"You want me to eat that grumpy guard? And how can you know- no, actually whatever you are I can understand you being able to see into the future a bit. But why eat him at all? And, well I don't think he'll pass through as easily as soup anyway." While Kenji hadn't spoken his other fear, he was also subtly worried about his own lack of concern. To think that boy who once squealed at spiders could now speak of cannibalism without nary a blink?
"Remember, while you have a corpse you will have the power to perfectly replicate it. Such is the power of your species of Mimic. The memories, the skills, the abilities and the stats will all be yours. Leaving the corpse behind will lose you those abilities, but you'll gain the option of taking a new corpse in its place."
Thump. Something hit the ground hard in the hallway, Kenji tentatively put down his soup and stared wide-eyed at the door.
"One last thing, your progression. Like the other seventeen evil souls, you can improve any stat or skill by mastering it. Accomplishing difficult feats, expanding your comprehension, and training hard, provide the most experience points, in that order. But each of you will have a unique way to level your special components. For you, that means evolution, to handle more bodies or new skills entirely. To do so you must scout out heroes for me, and fulfil the obligations of the class 'Hero Scout'. Your job is then to grow their grade as much as you can, and when you leave them to their own devices you will gain XP based on how far they have come. Understand?"
"I-I understand." Kenji turned away, thinking fast, mind turning blank as he saw his reflection in the mirror.
He looked like a tiny old man with flickering green eyes, wearing a street urchin's black scraps for clothing, and he had a mound bulging out the back of his neck. At that moment it hit him, was he really that old guy in the mirror? That mimic...that was him?

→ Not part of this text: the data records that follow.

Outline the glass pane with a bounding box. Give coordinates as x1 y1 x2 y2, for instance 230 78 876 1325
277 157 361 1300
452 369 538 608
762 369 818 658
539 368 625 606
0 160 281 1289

Where was the chin his mother used to say was so manly? Or the hair that he had always worried would recede early, like what happened to hisfather?
"Kenji, the guard outside the door is dead. The Holy Knight that rules this keep is definitely hero material, and one of your rivals is out to get him. You don't have much time," the woman spoke with neat tones, as if everything was in order, and she couldn't see the red liquid spilling out from below the door. As if she didn't address a sixteen-year-old that looked like he was six hundred.
Kenji took a deep breath. Then another. And a third.
"Leave it to me."
Kenji strode to the door and pulled it open, the quiet guard now forever silent as blood gushed from beneath his helm. No visible wound, not even a dent in the well-maintained iron plate armour. It seemed that the attacker had ignored the large man's defences completely.
Casting his hands wide, Kenji pushed them against the corpse, his cloth, his chains and his everything else melting as he pulled himself over the body and had it sink down into a small space within. When all was done only the blood remained. About two-thirds of his internal space was now filled up with the body, his weapons and his armour.
"Sorry Mr Guard, I didn't know things would go this way," Kenji whispered, reformed into an especially bow backed elder. The weight of the death-haunted him far more than any video game in the past. This...it just didn't feel like an NPC death, this felt like the gurgling corpse of a man. Of someone who once had life in his eyes, and dreams in his heart.
"You can store other stuff in there of course, like this cane," she said. Handing him the cane, Kenji's bulging back became easier to move around. Quickly he slid the cane into his chest, vanishing wherever everything else had gone.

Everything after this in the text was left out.